Maximiliano apretó los puños e hizo rechinar los dientes.

—Ella es la vocera de la Autarquía —le dijo, contendiendo la ira—. Deberías agradecer que vino a darnos una advertencia.

—No va a hacer nada —dijo Vladimir, haciendo un gesto con la mano—. Lo más probable es que vuelva a pedirme un poco de esto —agregó, señalando su entrepierna—. ¿No notaste como me miraba?

—Vladimir tiene razón —dijo Adolfo, uno de sus amigotes. Siempre remataba sus oraciones limpiándose la nariz con el dorso de la manga o haciendo un ruido gutural—. Apuesto que la putita se fue llorando, muerta de miedo.

Maximiliano dudaba que aquello fuera cierto, pero no tenía ganas de quedarse a rebatir sus ideas. En vez de eso, subió las escaleras y se dirigió al cuarto de su mamá.

La encontró con los ojos llenos de lágrimas y la mirada perdida en la nada. Hablaba con alguien, pese a que no había nadie allí con ella, y sonreía.

—Esa es una buena noticia —decía, una y otra vez—. La mejor noticia de todas, Guillermo. —Se detuvo un segundo, como si estuviera prestándole atención a algo, o a alguien, luego respondió—. No creo que mucho. —Sonrió una vez más—. Ya sé que me extrañas, yo también te extraño a ti. Ten paciencia, viejo, ya falta muy poco.

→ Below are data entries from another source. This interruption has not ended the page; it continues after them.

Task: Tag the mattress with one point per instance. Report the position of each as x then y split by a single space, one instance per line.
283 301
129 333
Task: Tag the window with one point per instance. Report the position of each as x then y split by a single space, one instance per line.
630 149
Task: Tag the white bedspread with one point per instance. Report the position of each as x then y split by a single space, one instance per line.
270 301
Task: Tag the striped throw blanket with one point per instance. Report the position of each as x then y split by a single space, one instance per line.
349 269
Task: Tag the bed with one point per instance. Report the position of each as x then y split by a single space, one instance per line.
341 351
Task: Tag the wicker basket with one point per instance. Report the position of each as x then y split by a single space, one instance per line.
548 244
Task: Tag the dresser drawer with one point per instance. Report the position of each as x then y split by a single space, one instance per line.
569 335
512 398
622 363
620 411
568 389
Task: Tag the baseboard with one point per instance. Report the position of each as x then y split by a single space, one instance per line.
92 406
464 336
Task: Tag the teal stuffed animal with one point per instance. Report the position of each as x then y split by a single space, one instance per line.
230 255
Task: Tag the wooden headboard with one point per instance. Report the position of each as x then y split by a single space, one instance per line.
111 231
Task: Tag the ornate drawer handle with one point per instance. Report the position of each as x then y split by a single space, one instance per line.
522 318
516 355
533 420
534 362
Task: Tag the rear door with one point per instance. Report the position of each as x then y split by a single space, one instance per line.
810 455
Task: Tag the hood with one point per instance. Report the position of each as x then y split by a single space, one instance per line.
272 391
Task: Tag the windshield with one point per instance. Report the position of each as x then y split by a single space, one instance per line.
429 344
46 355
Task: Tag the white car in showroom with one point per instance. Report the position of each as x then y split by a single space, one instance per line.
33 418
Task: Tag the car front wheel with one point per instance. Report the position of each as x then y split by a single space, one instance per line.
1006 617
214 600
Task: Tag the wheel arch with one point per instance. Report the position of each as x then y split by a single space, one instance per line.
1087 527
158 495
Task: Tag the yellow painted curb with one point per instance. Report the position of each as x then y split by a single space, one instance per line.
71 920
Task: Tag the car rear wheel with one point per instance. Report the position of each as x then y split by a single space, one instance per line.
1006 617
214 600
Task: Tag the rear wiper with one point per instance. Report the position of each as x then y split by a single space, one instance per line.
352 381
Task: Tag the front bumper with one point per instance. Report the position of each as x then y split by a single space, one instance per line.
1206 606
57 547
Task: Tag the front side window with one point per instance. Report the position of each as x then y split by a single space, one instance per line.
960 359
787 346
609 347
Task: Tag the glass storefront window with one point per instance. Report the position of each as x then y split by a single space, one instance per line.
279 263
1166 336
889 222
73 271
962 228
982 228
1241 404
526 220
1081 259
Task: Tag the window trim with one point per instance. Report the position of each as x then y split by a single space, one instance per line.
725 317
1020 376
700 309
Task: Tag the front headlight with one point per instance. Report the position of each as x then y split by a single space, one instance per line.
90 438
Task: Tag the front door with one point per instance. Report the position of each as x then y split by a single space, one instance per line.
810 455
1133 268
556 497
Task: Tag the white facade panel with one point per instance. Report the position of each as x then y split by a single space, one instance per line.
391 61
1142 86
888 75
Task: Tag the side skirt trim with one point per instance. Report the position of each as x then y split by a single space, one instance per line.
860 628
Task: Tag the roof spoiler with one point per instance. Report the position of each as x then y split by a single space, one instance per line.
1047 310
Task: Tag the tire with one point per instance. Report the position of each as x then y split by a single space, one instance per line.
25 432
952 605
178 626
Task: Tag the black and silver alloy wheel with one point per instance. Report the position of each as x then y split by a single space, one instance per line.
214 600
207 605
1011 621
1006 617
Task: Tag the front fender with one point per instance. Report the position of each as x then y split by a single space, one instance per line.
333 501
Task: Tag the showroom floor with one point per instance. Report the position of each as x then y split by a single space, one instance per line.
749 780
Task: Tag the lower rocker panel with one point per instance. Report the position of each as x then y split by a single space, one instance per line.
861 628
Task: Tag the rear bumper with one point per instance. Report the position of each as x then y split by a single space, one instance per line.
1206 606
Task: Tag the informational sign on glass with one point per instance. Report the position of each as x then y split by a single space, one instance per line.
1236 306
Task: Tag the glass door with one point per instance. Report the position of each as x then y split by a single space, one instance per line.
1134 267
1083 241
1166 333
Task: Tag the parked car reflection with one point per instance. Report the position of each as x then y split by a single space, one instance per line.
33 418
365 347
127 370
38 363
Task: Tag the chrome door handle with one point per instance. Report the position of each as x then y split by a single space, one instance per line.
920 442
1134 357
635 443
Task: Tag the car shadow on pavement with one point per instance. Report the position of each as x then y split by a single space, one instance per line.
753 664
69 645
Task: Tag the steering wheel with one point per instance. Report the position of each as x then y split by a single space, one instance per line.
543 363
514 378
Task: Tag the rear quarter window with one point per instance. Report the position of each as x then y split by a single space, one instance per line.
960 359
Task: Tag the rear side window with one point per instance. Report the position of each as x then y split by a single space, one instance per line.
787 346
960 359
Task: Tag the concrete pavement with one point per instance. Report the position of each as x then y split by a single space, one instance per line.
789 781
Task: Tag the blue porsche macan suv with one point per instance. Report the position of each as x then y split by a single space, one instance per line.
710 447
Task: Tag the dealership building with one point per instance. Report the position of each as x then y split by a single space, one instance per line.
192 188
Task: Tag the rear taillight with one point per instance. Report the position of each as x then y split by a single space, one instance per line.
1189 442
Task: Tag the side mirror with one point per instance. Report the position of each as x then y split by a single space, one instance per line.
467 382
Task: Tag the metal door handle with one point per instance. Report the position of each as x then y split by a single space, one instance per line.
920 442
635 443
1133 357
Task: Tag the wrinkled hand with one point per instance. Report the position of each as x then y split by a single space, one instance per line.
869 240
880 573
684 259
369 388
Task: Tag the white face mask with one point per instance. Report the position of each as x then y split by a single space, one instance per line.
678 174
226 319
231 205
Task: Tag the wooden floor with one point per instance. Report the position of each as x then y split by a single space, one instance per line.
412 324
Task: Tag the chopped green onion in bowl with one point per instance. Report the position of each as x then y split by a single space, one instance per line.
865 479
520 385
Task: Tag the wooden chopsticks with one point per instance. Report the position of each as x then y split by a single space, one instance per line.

Maximiliano no se atrevió a dar un paso más. Cerró la puerta de la habitación y apoyó su espalda contra la pared del pasillo. No estaba seguro por qué, pero sentía una opresión en el pecho tan fuerte que no le permitía respirar. Sabía que Placida estaba alucinando, nada más, pero, por un instante, creyó que su padre estaba allí con ellos.